In Canada, Fintrac can impose a maximum fine of $500,000 for each very serious reporting violation, or can refer violations for potential criminal prosecution.
In contrast, the huge U.S. fine was due in part to U.S. rules that allow regulators to fine banks up to $500,000 for each day they lack a functioning anti-money laundering program.
The limited fines available to Fintrac mean the $9.2 million fine it imposed on TD earlier this year was the largest it has ever issued.
Fintrac said in a statement that in addition to its record sanction against TD, it also required the bank to develop an action plan to address its deficiencies, and the regulator could impose additional sanctions if the bank does not follow through with its plan.
TD has said it is making the investments, changes and improvements necessary to meet commitments related to its anti-money laundering program.

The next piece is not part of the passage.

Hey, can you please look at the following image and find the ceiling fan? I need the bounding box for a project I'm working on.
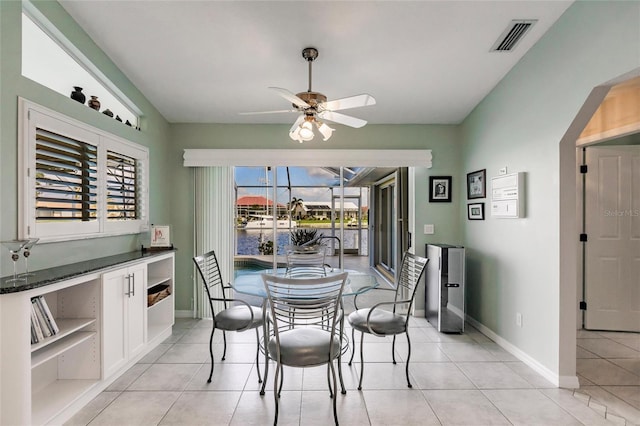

Incoming CEO Ray Chun told investors on a conference call the day the U.S. plea deal was announced that TD “will make the necessary changes to put the bank on a stronger footing” and “will meet our commitments to our regulators.
The federal government held public consultations last year on ways to improve and strengthen Canada’s anti-money laundering regime and increased regulatory requirements for casinos and other non-bank entities earlier this year.
The finance department told The Canadian Press in a statement that the government has zero tolerance for financial crime and is continually working to improve Canada’s ability to combat financial crime.
A spokesperson said the government has introduced a significant number of measures to strengthen oversight of money laundering in Canada, including increasing information sharing, and since 2019 has invested nearly $379 million to fight financial crime.
Routledge, speaking at a risk conference in early October, acknowledged that money laundering was “a more significant risk than I appreciated three years ago when I started the job” and that increasing incidents had forced his office to study the matter more closely.